The patch works mostly by checking if DECL_READ_P is clear at some point and
then clearing it again after some operation which might have set it.
-Wunused or -Wall or -Wunused -Wextra or -Wall -Wextra turn on the 3 level
of the new warning (i.e. the one which ignores also var++, ++var etc. as
well as var @= expr), so does -Wunused-but-set-{variable,parameter}, but
users can use explicit -Wunused-but-set-{variable,parameter}={1,2} to select
a different level.
2025-07-15 Jakub Jelinek <jakub@redhat.com>
Jason Merrill <jason@redhat.com>
PR c/44677
gcc/
* common.opt (Wunused-but-set-parameter=, Wunused-but-set-variable=):
New options.
(Wunused-but-set-parameter, Wunused-but-set-variable): Turn into
aliases.
* common.opt.urls: Regenerate.
* diagnostic-spec.cc (nowarn_spec_t::nowarn_spec_t): Use
OPT_Wunused_but_set_variable_ instead of OPT_Wunused_but_set_variable
and OPT_Wunused_but_set_parameter_ instead of
OPT_Wunused_but_set_parameter.
* gimple-ssa-store-merging.cc (find_bswap_or_nop_1): Remove unused
but set variable tmp.
* ipa-strub.cc (pass_ipa_strub::execute): Cast named_args to
(void) if ATTR_FNSPEC_DECONST_WATERMARK is not defined.

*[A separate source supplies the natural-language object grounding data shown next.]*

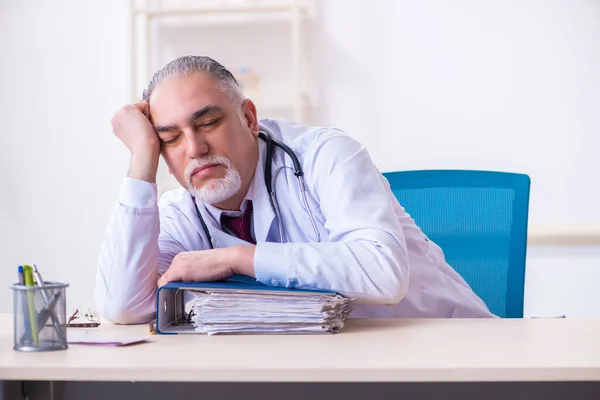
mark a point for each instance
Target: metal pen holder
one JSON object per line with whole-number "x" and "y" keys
{"x": 40, "y": 317}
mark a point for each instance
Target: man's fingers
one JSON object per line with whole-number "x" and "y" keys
{"x": 143, "y": 107}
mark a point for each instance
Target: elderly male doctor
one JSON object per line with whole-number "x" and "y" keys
{"x": 340, "y": 229}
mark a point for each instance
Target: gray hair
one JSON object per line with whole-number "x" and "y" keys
{"x": 185, "y": 66}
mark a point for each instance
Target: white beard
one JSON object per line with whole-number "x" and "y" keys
{"x": 216, "y": 191}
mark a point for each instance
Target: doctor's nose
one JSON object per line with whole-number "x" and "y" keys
{"x": 195, "y": 147}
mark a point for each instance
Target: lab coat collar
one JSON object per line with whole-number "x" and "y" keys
{"x": 263, "y": 214}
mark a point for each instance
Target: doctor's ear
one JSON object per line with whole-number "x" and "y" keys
{"x": 249, "y": 116}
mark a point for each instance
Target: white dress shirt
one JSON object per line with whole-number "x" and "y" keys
{"x": 370, "y": 249}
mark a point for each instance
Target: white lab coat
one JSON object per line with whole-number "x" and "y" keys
{"x": 370, "y": 250}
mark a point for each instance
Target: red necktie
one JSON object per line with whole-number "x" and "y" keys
{"x": 241, "y": 226}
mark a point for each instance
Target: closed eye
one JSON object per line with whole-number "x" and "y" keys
{"x": 170, "y": 141}
{"x": 208, "y": 123}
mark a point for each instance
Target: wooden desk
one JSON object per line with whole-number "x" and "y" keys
{"x": 393, "y": 350}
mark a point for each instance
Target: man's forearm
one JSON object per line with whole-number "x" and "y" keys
{"x": 144, "y": 167}
{"x": 127, "y": 267}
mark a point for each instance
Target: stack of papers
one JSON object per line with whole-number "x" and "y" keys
{"x": 265, "y": 311}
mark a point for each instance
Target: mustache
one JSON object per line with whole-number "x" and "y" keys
{"x": 203, "y": 161}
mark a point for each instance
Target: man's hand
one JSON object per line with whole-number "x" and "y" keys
{"x": 210, "y": 265}
{"x": 132, "y": 125}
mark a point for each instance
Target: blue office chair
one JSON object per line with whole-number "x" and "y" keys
{"x": 479, "y": 219}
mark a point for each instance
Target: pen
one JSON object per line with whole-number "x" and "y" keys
{"x": 28, "y": 274}
{"x": 25, "y": 311}
{"x": 20, "y": 273}
{"x": 47, "y": 301}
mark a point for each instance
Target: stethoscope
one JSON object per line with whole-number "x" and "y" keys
{"x": 298, "y": 172}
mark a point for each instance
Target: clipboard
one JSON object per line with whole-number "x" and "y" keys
{"x": 171, "y": 317}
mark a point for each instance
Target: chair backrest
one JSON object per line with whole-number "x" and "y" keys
{"x": 479, "y": 219}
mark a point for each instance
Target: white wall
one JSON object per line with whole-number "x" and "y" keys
{"x": 63, "y": 72}
{"x": 468, "y": 84}
{"x": 500, "y": 85}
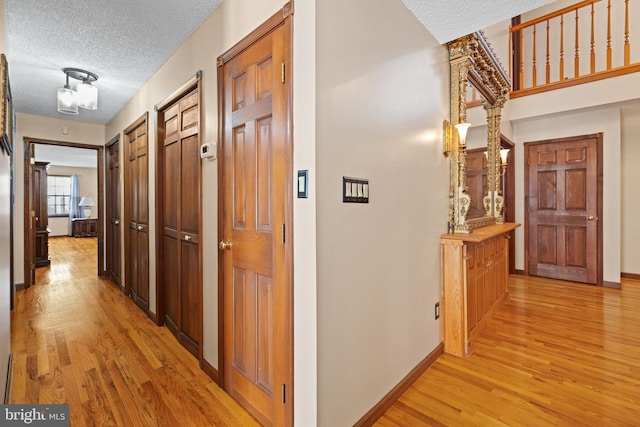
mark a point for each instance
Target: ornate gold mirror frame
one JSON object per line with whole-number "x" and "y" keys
{"x": 473, "y": 61}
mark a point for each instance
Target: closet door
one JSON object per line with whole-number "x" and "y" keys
{"x": 113, "y": 212}
{"x": 41, "y": 214}
{"x": 137, "y": 214}
{"x": 181, "y": 264}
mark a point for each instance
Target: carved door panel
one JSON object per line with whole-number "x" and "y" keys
{"x": 113, "y": 213}
{"x": 137, "y": 214}
{"x": 181, "y": 216}
{"x": 255, "y": 193}
{"x": 41, "y": 215}
{"x": 563, "y": 209}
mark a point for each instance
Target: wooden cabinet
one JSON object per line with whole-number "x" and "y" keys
{"x": 84, "y": 227}
{"x": 41, "y": 215}
{"x": 475, "y": 271}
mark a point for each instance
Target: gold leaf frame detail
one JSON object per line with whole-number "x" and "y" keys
{"x": 473, "y": 62}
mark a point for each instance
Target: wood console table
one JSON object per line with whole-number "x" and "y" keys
{"x": 475, "y": 271}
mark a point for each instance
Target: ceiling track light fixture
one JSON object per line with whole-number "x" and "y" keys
{"x": 85, "y": 96}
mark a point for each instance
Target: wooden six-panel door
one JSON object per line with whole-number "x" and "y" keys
{"x": 255, "y": 218}
{"x": 137, "y": 213}
{"x": 181, "y": 221}
{"x": 113, "y": 212}
{"x": 564, "y": 208}
{"x": 41, "y": 214}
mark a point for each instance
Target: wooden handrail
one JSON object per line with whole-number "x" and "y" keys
{"x": 588, "y": 43}
{"x": 551, "y": 15}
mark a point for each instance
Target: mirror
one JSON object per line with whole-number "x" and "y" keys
{"x": 473, "y": 62}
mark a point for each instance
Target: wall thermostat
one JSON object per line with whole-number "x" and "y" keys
{"x": 208, "y": 151}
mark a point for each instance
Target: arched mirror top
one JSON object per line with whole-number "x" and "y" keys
{"x": 474, "y": 62}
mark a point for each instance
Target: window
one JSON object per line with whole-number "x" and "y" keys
{"x": 58, "y": 195}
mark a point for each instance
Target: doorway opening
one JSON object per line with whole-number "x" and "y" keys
{"x": 63, "y": 200}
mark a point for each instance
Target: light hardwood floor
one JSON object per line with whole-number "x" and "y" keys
{"x": 77, "y": 339}
{"x": 556, "y": 353}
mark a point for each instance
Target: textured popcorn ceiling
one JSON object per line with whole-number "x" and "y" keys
{"x": 447, "y": 20}
{"x": 122, "y": 41}
{"x": 125, "y": 41}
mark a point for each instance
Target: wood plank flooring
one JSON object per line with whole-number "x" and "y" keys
{"x": 77, "y": 339}
{"x": 556, "y": 353}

* doc/invoke.texi (Wunused-but-set-parameter=,
Wunused-but-set-variable=): Document new options.
(Wunused-but-set-parameter, Wunused-but-set-variable): Adjust
documentation now that they are just aliases.
gcc/c-family/
* c-opts.cc (c_common_post_options): Change
warn_unused_but_set_parameter and warn_unused_but_set_variable
from 1 to 3 if they were set only implicitly.
* c-attribs.cc (build_attr_access_from_parms): Remove unused
but set variable nelts.
gcc/c/
* c-parser.cc (c_parser_unary_expression): Clear DECL_READ_P
after default_function_array_read_conversion for
-Wunused-but-set-{parameter,variable}={2,3} on
PRE{IN,DE}CREMENT_EXPR argument.
(c_parser_postfix_expression_after_primary): Similarly for
POST{IN,DE}CREMENT_EXPR.
* c-decl.cc (pop_scope): Use OPT_Wunused_but_set_variable_
instead of OPT_Wunused_but_set_variable.
(finish_function): Use OPT_Wunused_but_set_parameter_
instead of OPT_Wunused_but_set_parameter.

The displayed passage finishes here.